特上寿司

 8年前。部屋の扉をノックし、ダディーが思いつめた表情で入って来た。「今日で父さんは定年退職だ。これからは自分の生活費は自分で稼ぎなさい」。ついに怖れていたものがやって来た。こんな甘えたひきこもり生活はこれでお終い。働かなければいけない、外に出なければいけない。今まで先延ばししていたものが全部自分に降りかかる時が来たんだ。

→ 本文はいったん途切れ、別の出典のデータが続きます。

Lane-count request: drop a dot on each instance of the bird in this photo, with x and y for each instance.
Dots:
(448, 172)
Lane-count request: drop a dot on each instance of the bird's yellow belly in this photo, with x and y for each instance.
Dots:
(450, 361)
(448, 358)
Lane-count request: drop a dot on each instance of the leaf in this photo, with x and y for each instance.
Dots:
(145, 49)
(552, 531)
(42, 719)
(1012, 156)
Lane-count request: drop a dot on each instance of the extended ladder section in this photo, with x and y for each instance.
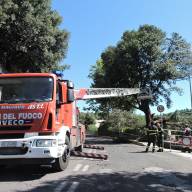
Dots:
(95, 93)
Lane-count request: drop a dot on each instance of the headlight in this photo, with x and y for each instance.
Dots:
(45, 143)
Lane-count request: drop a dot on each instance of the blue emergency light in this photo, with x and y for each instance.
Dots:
(58, 73)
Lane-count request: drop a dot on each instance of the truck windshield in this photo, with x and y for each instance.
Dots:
(26, 89)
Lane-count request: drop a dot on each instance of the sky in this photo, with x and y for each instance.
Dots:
(96, 24)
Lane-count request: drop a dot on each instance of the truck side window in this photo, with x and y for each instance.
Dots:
(58, 94)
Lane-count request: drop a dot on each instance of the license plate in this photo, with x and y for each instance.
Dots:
(8, 143)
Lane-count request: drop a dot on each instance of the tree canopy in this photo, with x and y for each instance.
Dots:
(143, 58)
(30, 37)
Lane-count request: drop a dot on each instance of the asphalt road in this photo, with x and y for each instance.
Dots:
(128, 168)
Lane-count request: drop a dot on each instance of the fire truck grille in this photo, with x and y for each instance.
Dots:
(13, 128)
(13, 150)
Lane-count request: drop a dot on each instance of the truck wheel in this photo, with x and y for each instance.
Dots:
(79, 148)
(3, 166)
(62, 162)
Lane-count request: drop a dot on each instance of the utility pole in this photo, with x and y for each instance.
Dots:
(190, 90)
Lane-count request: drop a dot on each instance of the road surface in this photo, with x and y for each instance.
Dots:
(128, 168)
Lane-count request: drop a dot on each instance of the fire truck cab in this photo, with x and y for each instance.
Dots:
(38, 120)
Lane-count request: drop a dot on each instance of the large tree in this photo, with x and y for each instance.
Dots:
(145, 58)
(30, 37)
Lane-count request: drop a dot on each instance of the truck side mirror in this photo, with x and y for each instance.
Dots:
(70, 95)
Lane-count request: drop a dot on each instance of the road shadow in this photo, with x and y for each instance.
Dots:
(23, 173)
(98, 140)
(159, 181)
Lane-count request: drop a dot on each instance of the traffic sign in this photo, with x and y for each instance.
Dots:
(160, 108)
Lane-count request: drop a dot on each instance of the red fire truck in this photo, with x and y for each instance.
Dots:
(39, 118)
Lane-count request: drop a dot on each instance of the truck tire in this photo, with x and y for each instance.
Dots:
(61, 163)
(79, 148)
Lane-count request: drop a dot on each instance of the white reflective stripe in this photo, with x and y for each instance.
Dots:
(93, 93)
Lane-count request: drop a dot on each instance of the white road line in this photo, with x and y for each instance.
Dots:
(73, 187)
(105, 171)
(77, 167)
(85, 168)
(60, 187)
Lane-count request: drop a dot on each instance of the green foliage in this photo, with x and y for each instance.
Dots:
(145, 58)
(30, 38)
(87, 119)
(120, 121)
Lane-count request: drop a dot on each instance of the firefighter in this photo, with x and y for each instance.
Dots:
(160, 137)
(152, 136)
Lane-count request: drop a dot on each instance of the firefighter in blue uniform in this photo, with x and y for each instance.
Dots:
(152, 136)
(160, 137)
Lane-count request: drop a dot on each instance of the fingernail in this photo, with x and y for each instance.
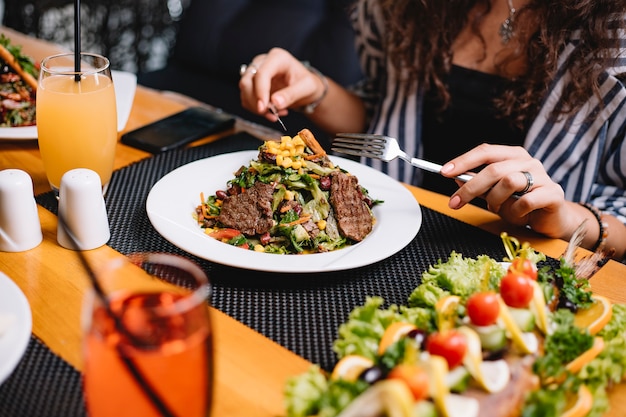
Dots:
(447, 168)
(455, 202)
(279, 101)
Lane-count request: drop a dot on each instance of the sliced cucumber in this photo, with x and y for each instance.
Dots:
(524, 318)
(425, 409)
(458, 379)
(492, 337)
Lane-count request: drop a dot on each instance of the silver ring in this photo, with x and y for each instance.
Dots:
(529, 183)
(245, 67)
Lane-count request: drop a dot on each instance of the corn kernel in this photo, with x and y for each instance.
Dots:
(287, 162)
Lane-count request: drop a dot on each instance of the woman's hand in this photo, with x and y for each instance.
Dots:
(516, 187)
(278, 78)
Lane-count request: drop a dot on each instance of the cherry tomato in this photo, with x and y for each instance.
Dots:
(525, 267)
(483, 308)
(414, 377)
(516, 290)
(451, 345)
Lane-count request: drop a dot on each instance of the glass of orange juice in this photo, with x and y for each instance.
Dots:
(76, 116)
(148, 339)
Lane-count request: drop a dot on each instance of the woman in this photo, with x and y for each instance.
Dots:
(525, 93)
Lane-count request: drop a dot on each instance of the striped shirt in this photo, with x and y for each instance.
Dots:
(586, 156)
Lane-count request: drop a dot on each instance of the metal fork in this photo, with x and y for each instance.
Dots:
(384, 148)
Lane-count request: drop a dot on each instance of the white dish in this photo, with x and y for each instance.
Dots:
(125, 84)
(173, 199)
(14, 341)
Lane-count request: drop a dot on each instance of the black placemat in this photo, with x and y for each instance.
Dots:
(42, 384)
(300, 311)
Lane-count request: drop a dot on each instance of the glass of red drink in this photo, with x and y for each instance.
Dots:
(148, 341)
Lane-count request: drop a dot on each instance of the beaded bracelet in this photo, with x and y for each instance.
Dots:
(604, 227)
(310, 108)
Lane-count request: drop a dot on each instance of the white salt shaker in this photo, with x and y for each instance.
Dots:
(83, 222)
(20, 229)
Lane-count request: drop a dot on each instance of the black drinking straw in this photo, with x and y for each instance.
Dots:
(129, 363)
(77, 40)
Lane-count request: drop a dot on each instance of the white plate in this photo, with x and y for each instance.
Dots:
(14, 341)
(173, 199)
(125, 84)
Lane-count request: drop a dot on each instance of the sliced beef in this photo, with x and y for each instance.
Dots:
(354, 219)
(250, 212)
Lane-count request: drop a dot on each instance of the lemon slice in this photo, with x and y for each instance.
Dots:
(446, 312)
(595, 317)
(582, 404)
(539, 308)
(526, 342)
(391, 398)
(587, 356)
(493, 376)
(393, 333)
(350, 367)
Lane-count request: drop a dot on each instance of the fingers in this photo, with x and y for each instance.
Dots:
(275, 77)
(509, 173)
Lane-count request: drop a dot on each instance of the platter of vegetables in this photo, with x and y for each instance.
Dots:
(478, 337)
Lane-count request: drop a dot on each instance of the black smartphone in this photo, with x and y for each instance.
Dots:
(178, 129)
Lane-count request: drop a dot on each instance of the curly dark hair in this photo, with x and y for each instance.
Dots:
(415, 35)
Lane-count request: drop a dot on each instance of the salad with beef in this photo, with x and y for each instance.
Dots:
(290, 200)
(18, 86)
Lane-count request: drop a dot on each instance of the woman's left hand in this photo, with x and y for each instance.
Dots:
(516, 186)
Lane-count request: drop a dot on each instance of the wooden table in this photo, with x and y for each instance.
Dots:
(249, 381)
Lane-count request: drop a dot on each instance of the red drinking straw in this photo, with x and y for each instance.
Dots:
(77, 40)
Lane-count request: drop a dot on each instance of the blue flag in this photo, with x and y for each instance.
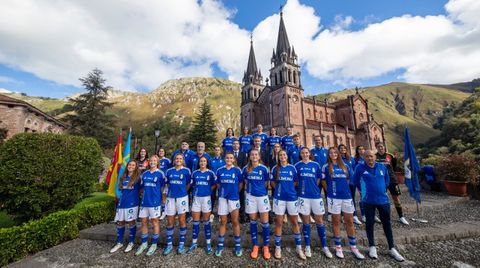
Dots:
(411, 168)
(126, 158)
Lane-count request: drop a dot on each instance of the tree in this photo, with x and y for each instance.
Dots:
(203, 128)
(90, 118)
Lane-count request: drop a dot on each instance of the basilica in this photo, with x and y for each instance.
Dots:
(279, 102)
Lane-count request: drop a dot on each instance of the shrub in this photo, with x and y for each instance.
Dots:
(458, 167)
(51, 230)
(43, 173)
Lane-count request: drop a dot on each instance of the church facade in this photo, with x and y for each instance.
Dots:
(282, 103)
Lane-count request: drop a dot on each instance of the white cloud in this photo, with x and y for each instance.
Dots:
(144, 43)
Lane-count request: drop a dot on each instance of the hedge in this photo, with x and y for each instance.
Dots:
(37, 235)
(41, 173)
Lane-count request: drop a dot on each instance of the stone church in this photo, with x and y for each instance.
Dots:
(282, 103)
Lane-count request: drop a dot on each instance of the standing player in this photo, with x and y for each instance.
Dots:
(339, 200)
(310, 200)
(284, 179)
(246, 141)
(262, 136)
(203, 182)
(287, 140)
(152, 182)
(178, 181)
(256, 177)
(227, 143)
(390, 163)
(272, 140)
(373, 180)
(294, 151)
(230, 181)
(127, 208)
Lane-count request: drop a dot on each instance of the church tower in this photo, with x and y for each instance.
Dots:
(251, 89)
(286, 88)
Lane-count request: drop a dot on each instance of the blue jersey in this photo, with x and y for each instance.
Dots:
(309, 175)
(285, 183)
(246, 143)
(227, 144)
(152, 183)
(373, 183)
(229, 180)
(194, 161)
(130, 195)
(263, 137)
(178, 180)
(294, 154)
(287, 142)
(202, 182)
(271, 141)
(337, 183)
(320, 155)
(165, 164)
(187, 155)
(216, 163)
(256, 180)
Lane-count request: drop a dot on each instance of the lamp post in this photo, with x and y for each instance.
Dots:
(157, 134)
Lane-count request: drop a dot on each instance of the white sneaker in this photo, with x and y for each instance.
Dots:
(278, 253)
(356, 220)
(339, 252)
(300, 253)
(327, 253)
(141, 249)
(372, 252)
(308, 252)
(404, 221)
(394, 253)
(116, 247)
(129, 247)
(357, 253)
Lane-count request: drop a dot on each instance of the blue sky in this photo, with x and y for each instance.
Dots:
(340, 43)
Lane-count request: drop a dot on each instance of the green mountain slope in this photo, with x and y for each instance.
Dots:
(397, 104)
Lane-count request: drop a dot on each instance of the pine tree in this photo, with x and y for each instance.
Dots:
(203, 128)
(90, 118)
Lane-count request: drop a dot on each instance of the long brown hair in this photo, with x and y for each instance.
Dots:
(249, 163)
(133, 178)
(339, 162)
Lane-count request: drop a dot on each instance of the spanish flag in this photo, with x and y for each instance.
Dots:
(114, 168)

 今日、寿司を食べました。特上寿司でした。そんなにお腹はすいていなかったのだけど、ダディーがかってに出前を頼むものですから。甥っ子とみんなで食べましたよ。甥っ子が残した分はボクが食べました。だからボクは1.5人前くらいの特上寿司を食べたことになります。Imgphp

コメント

  1. 父親が退職しても、ボクのひきこもり生活に
    影響なし。こんなにも、影響しないとは
    ショックです。
    仕事の苦労話、そのような弾を撃ちまくる立派な兄弟。
    その弾が、ひきこもり中年男子に全弾命中するのですから、たまりませんなあ。
    親のすねこそが、ベーシックインカムであると聞いております。

  2. 僕もだいぶ前から(親の)年金生活者です。
    何年前からかは、憶えてません。ひきこもっていると時の流れに疎くなります。
    今日は、ハローワークへ行ってくると母上に嘘を言って朝早くから外出し、映画館で映画を観て、今はネットカフェにいます。
    ひきこもりが慢性化し軽いバイト程度の就業体験しかないまま中年になってしまうと、いざ仕事探しと意気込んでも何がやりたいのか、できるのか見当もつきません。
    ベーシックインカムが実現する日の待ち遠しい今日この頃です。

  3. 何だか数ヶ月後の自分のことのようで、読んでいて少し動揺してしまいました。家にいると言っても一応ひととおり家事をやってきているので、家族はその時が来たら自分が何の抵抗もなく働きに出ることを疑っていないと思います。今最も考えるのを避けていることです。
    ……にも拘わらず、只今超仕事人間の妹が帰省中です。帰って来るたび『仕事話・苦労自慢』という弾を装填した機関銃を撃ちまくります。気が狂いそうです……。(泣)
    今回も愚痴っぽくて失礼しました。

  4. 父親の定年退職は、ひきこもりにとってかなりの恐怖であります。
    今までの安全地帯が一気に壊れたような感じで、
    これからは、自らが作り方のわからない安全地帯を作り、管理しなければならない・・・これは本当に恐怖です。
    これからどのようにすごすか。
    進むべき道は。
    多数派的同年代人生活動者との差を感じてしまい、取り残された恐怖。
    また、どのようにしてそのような人生を送らざるおえなくなったのか、日々悶々と自問自答する日々。
    結論が出て、どうにもならないがその原因となるものに対するやりようの無い怒り。
    これらが一気に湧き上がりはじめる瞬間でもあります。
    現在も、テレビなんかを見ていると更に僕を追い詰めるニュースがいっぱい流れています。
    だから、今日もオリンピックだけどテレビは見ないで寝る事にします・・・。